Consider the following. 2 studies in the review found that as swim training progessed, the number of swimmers presenting with SD increased with a large number of them presenting with SD at the end of the same training session. All these competitive swimmers were aysmptomatic. 

The initial perception may be that there is some weakness or compensatory mechanism that may require attention. Or it may be normal adaptation related to the overall shoulder complex that caused this change to occur especially since these athletes were competing at high level with no symptoms/ pain.

Yes, there is evidence from this review to support the high incidence of SD among athletes with shoulder pain. However, even more revealing is that there were much more subjects who had SD with no shoulder pain. The authors concluded that SD may be a normal adaptation for those participating in overhead sports and that SD is a relatively normal finding among the asymptomatic population.
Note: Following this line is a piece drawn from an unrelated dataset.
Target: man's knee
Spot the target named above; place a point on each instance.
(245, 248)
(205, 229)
So if you have SD, but no pain in your shoulders, you do not need to worry about it nor treat it.

References

Luime JJ, Koes BW, Hendriksen IJM et al (2004). Prevalence And Incidence Of Shoulder Pain In The General Population: A Systematic Review. Scand J Rheumatol 33(2): 73-81. DOI: 1080/030097403100046676

Salamh PA, Hanney WJ, Boles T et al (2023). Is It Time To Normalize Scapular Dyskinesis? The Incidence Of Scapular Dyskinesis In Those With And Without Symptoms: A Systematic Review Of The Literature. IJSPT. V18(3): 558-576. DOI: 10.26603/001c.74388.